<> <> <> <> <> Gloria in excelsis Deo


Seigneur, Vous avez fait les monts, voisins du ciel,
Les monts graves, froncés comme de vieux visages,
Qui pleurent tristement, dans le deuil des nuages,
L’eau pure des glaciers à flot torrentiel.

Vous avez fait la mer farouche et convulsive,
Qui clame incessamment son long miserere,
Et dont la houle, ainsi qu’un front désespéré,
Frappe, pour s’y briser, la falaise massive.

Vous avez érigé, sous vos bleus pavillons,
Parmi la glèbe, où leur racine les enchaîne,
Le châtaignier géant et le hêtre et le chêne,
Dont les bras étendus bénissent nos sillons.

Vous avez déployé le désert sans limite,
Où, jadis, les lions, à l’ombre des dattiers,
Courbant la majesté de leurs mufles altiers,
Venaient lécher les pieds poudreux de vos ermites.

Vous avez endormi l’étang sous les roseaux.
Et, par l’inculte lande, où la roche s’incruste,
Tel un ruban d’argent sur une laine fruste...
Vous faites frissonner la moire des ruisseaux.

Et, de la même main, Seigneur, qui précipite
Dans les gouffres à pic des fleuves tout entiers,
Vous suspendez aux verts rameaux des églantiers,
Les nids aériens où le printemps palpite.

Vous maintenez debout les sapins foudroyés ;
Et ces héros blessés, fiers de leurs cicatrices,
Sous des bandages frais de mousses protectrices,
Ressoudent les débris de leurs membres broyés.

C’est Vous qui mûrissez les froments et les seigles,
Et vêtez de blancheur le lis noble et loyal.
Et c’est Vous qui creusez d’un froncement royal
La face des lions et le profil des aigles.

Et, dans la sombre mer qui hennit son courroux,
Ou brame longuement ses plaintes grandioses,
Et dans les monts, casqués de glaciers bleus et roses,
Sur qui pointe, en cimier, quelque isard au poil roux ;

Dans la paix des labours où le paysan sème,
Dans les parfums de glèbe apportés par les vents,
Dans les sourires doux qu’ont les soleils levants,
Dans la splendeur des nuits, Seigneur, c’est vous que j’aime.

Je Vous aime dans les oiseaux et dans les fleurs,
Dans le fleuve géant, dans la source où les merles
Cueillent de leur bec jaune, une à une les perles
De la fougère humide et des mousses en pleurs.

Je Vous aime, Seigneur, dans toute créature,
Même dans le grillon qui se terre et s’endort,
À l’heure, où, retenus au ciel par des clous d’or,
Les crêpes de la nuit flottent sur la Nature.

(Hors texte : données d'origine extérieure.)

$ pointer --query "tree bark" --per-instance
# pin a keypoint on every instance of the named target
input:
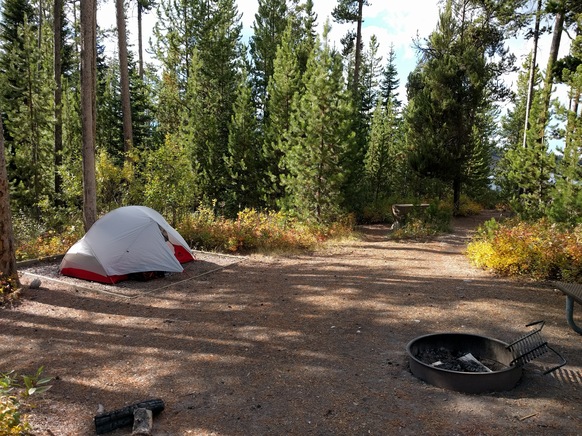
(140, 38)
(124, 74)
(549, 79)
(7, 247)
(358, 59)
(89, 108)
(58, 62)
(532, 72)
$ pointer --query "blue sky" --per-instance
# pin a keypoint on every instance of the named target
(395, 22)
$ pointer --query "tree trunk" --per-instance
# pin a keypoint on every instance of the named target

Même dans le crapaud hideux, qui va par bonds,
Seigneur, je vous bénis, car vous l’avez fait naître
Afin que la laideur humble de ce pauvre être
Nous rendît à la fois pitoyables et bons.

Et jusque dans l’abeille et dans la fourmi grise,
Qui donnent aux humains l’exemple du travail,
Jusque dans le plus pauvre et le moindre bétail,
Je voudrais vous aimer comme François d’Assise.

Car Vous êtes partout, et partout je Vous sens,
Seigneur : Vous’ souriez dans les claires aurores ;
C’est vers Vous qu’au matin, la terre ouvrant ses pores,
Exhale ses brouillards d’azur comme un encens.

C’est pour Vous que le soir fait flamboyer sa forge,
Et, sur l’horizon rouge aux lueurs de vitrail,
Dresse, cabré, luttant poitrail contre poitrail,
Le groupe du dragon sanglant et de Saint-George.

Je songe à Votre glaive, ô Seigneur, quand je vois
L’éclair fendre le ciel de sa lame écarlate ;
Et quand l’ouragan passe et quand la foudre éclate,
C’est Votre souffle que j’entends et Votre voix.

Et j’évoque en esprit, dans leur blancheur première,
Les âmes des souffrants, des pauvres et des saints,
Qui, – tels de radieux et splendide essaims, –
S’envoleront un jour vers Vous, vers la lumière !

 

 

Arsène VERMENOUZE.

Recueilli dans Poètes de Jésus-Christ,
poésies rassemblées par André Mabille de Poncheville,
Bruges, Librairie de l’Oeuvre Saint-Charles, 1937.